Poética oculta dos sábados

Alê Bragion

 

Não fosse sábado e eu lhe diria o que penso, o que sinto e o que sei entre o que sou e o que é instinto. Talvez eu recitasse poemas sem pensar nas penas dos que não me gostam. Afinal, o que me pagam esses do mal no ora veja? Pois. Recito no quando quero o meu sempre louvado esteja. E que assim seja! E faço versos. E conto. E narro. Porque é sábado – e porque se não fosse, em verdade em verdade vos digo, a poesia e eu estaríamos em perigo.

Amo os pés da poesia nas noites de sexta que só fazem gotejar, minuto a minuto, o anseio dos sábados. Pés de métrica fixa sobre as calçadas falsas-francesas do meu bairro pobre – toc, toc, toc. Pés que eu dia também versei como se fossem parte da minha poética própria e noturna a se exibir solitária que sozinha sobre a via: o “te pas, enfant du mon silence, saintment, sacratmant, place” que um dia aprendi lendo Valery sem Marselhesa. Ai! Confesso! Amo os pés da poesia, sem pés e sem cabeça, postados no meio do desejo e da fome de minha mesa.

Segredo é sobrenome. Toc, toc, toc – e passa por mim a poesia. E como eu a queria no hoje da manhã deste meu sábado frio. Ri-o. Rio. Riu. Quereria a poesia como magnitude potencial e temporária feita de palavras-bomba a destruírem o que não somos e a jogarem dejetos sobre as nossas próprias cabeças: explosões de ilusões e mundos ao som da quinta de Shostakovich ao fundo. (Ouçam as fanfarras, a ironia fina puxando o arado no gelo do terreiro! Pá, pá, pá-pá!). Valha-me o seu Deus! De novo, rio. Se hoje não fosse sábado eu lhe segredava meu eu – inventado – e por inteiro. (Pá, pá, pá-pá).

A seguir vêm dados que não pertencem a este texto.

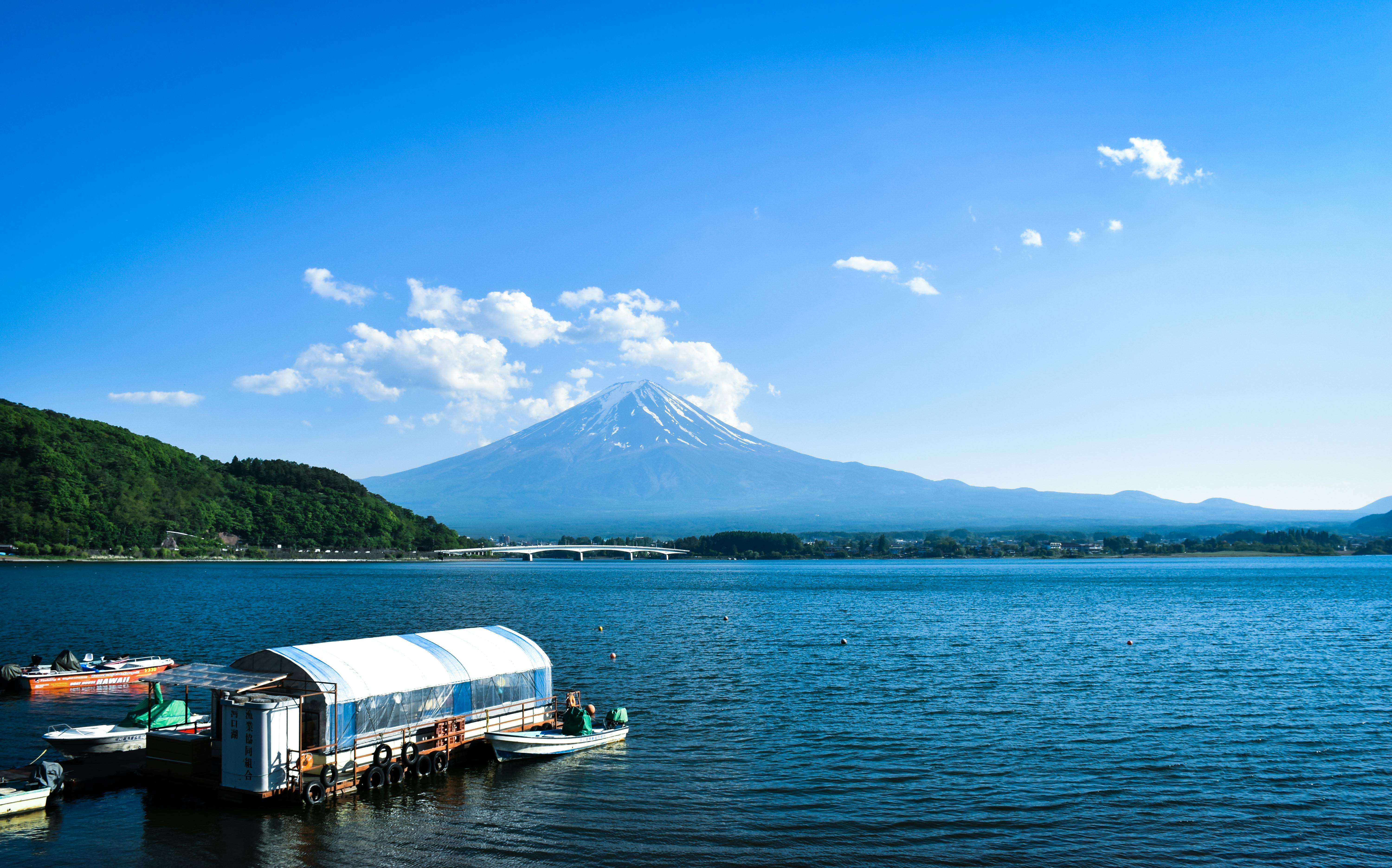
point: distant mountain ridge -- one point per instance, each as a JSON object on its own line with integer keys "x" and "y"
{"x": 68, "y": 480}
{"x": 638, "y": 458}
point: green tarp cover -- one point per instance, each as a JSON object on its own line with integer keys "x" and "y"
{"x": 577, "y": 723}
{"x": 158, "y": 713}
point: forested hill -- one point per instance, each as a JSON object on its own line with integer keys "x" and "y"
{"x": 91, "y": 485}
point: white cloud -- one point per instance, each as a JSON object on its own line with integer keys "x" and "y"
{"x": 698, "y": 364}
{"x": 171, "y": 399}
{"x": 322, "y": 283}
{"x": 861, "y": 264}
{"x": 505, "y": 315}
{"x": 562, "y": 397}
{"x": 633, "y": 318}
{"x": 591, "y": 296}
{"x": 470, "y": 369}
{"x": 276, "y": 383}
{"x": 1155, "y": 158}
{"x": 921, "y": 286}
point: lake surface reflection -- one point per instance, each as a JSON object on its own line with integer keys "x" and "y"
{"x": 982, "y": 713}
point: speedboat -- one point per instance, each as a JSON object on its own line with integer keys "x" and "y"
{"x": 109, "y": 738}
{"x": 154, "y": 713}
{"x": 33, "y": 795}
{"x": 68, "y": 672}
{"x": 549, "y": 742}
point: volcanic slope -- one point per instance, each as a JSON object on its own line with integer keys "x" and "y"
{"x": 637, "y": 458}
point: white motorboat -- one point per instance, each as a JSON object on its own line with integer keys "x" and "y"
{"x": 108, "y": 738}
{"x": 549, "y": 742}
{"x": 33, "y": 795}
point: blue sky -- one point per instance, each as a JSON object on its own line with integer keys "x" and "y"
{"x": 233, "y": 206}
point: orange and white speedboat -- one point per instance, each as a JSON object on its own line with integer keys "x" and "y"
{"x": 84, "y": 674}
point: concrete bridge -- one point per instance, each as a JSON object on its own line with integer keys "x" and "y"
{"x": 577, "y": 551}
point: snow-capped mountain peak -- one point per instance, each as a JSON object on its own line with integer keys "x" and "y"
{"x": 638, "y": 415}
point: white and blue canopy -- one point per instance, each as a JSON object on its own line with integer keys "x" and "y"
{"x": 402, "y": 681}
{"x": 397, "y": 664}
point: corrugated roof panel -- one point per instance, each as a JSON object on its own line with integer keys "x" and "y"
{"x": 482, "y": 652}
{"x": 395, "y": 664}
{"x": 531, "y": 649}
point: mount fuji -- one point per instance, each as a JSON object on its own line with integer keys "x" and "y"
{"x": 638, "y": 460}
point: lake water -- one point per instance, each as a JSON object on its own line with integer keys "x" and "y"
{"x": 982, "y": 711}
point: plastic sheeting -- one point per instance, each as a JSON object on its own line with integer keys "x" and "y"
{"x": 400, "y": 681}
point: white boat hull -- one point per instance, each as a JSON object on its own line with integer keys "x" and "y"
{"x": 549, "y": 743}
{"x": 17, "y": 800}
{"x": 105, "y": 739}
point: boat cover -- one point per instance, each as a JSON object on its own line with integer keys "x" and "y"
{"x": 155, "y": 713}
{"x": 400, "y": 681}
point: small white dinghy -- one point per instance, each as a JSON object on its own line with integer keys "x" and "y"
{"x": 33, "y": 795}
{"x": 549, "y": 742}
{"x": 74, "y": 742}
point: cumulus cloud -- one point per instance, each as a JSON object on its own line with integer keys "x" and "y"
{"x": 921, "y": 286}
{"x": 562, "y": 397}
{"x": 503, "y": 315}
{"x": 697, "y": 364}
{"x": 591, "y": 296}
{"x": 169, "y": 399}
{"x": 631, "y": 318}
{"x": 1155, "y": 158}
{"x": 276, "y": 383}
{"x": 468, "y": 368}
{"x": 322, "y": 283}
{"x": 861, "y": 264}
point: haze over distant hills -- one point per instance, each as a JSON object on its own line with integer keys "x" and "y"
{"x": 637, "y": 458}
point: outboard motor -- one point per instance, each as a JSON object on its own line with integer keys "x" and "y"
{"x": 48, "y": 774}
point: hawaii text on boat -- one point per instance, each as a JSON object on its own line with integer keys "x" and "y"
{"x": 68, "y": 672}
{"x": 318, "y": 720}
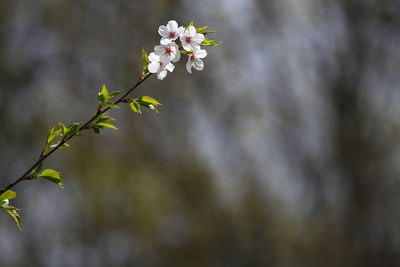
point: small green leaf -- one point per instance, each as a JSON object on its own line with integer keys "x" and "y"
{"x": 145, "y": 59}
{"x": 134, "y": 105}
{"x": 52, "y": 176}
{"x": 201, "y": 30}
{"x": 8, "y": 195}
{"x": 208, "y": 42}
{"x": 65, "y": 145}
{"x": 190, "y": 24}
{"x": 63, "y": 128}
{"x": 105, "y": 119}
{"x": 102, "y": 97}
{"x": 113, "y": 94}
{"x": 96, "y": 129}
{"x": 102, "y": 124}
{"x": 14, "y": 213}
{"x": 104, "y": 91}
{"x": 111, "y": 105}
{"x": 150, "y": 100}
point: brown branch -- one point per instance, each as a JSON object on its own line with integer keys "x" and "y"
{"x": 27, "y": 174}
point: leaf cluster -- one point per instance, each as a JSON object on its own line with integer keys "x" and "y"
{"x": 144, "y": 101}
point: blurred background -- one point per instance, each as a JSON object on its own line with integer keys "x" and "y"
{"x": 284, "y": 151}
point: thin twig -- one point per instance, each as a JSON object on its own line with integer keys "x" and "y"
{"x": 27, "y": 176}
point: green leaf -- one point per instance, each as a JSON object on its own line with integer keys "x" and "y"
{"x": 201, "y": 30}
{"x": 190, "y": 24}
{"x": 135, "y": 106}
{"x": 14, "y": 214}
{"x": 65, "y": 145}
{"x": 111, "y": 105}
{"x": 104, "y": 91}
{"x": 145, "y": 59}
{"x": 52, "y": 176}
{"x": 105, "y": 119}
{"x": 73, "y": 129}
{"x": 52, "y": 135}
{"x": 102, "y": 97}
{"x": 208, "y": 42}
{"x": 150, "y": 100}
{"x": 8, "y": 195}
{"x": 63, "y": 128}
{"x": 96, "y": 129}
{"x": 102, "y": 124}
{"x": 113, "y": 94}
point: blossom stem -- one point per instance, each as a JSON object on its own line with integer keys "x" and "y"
{"x": 27, "y": 175}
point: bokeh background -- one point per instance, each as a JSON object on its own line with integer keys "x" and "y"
{"x": 284, "y": 151}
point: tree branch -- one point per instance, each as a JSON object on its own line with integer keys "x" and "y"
{"x": 85, "y": 126}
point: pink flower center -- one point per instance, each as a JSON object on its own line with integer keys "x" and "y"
{"x": 168, "y": 50}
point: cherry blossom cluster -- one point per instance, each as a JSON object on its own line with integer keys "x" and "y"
{"x": 169, "y": 52}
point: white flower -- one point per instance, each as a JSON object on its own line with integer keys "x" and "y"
{"x": 195, "y": 60}
{"x": 168, "y": 52}
{"x": 191, "y": 40}
{"x": 170, "y": 32}
{"x": 157, "y": 66}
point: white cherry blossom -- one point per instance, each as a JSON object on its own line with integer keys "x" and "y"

“O meu pai me penteou. Minha madrasta me enterrou. Pelos figos da figueira que o passarinho levou”. É sábado e não hei de falhar em me permitir tirar de mim mais uma rima – porque “ora se deu que chegou, num banguê dum meu avô…” e logo a manhã termina. É sábado, salve os pés da poesia, salve Jorge de Lima e sua flor em flor. Que mais não posso mais – nem por dever ou obrigação. Que mais não posso mais, nem para do tempo fazer canção: coração de quem me houve, de quem que ouve – lendo sem campos de sentido o que precisa ser (não) dito.

Não fosse hoje sábado eu lhe diria o que sei. Como não posso, rio do rio da métrica (poética) a poesia escandidas aos pés de quem jamais ousei.

 

Alê Bragion é cronista deste matutino desde 2017.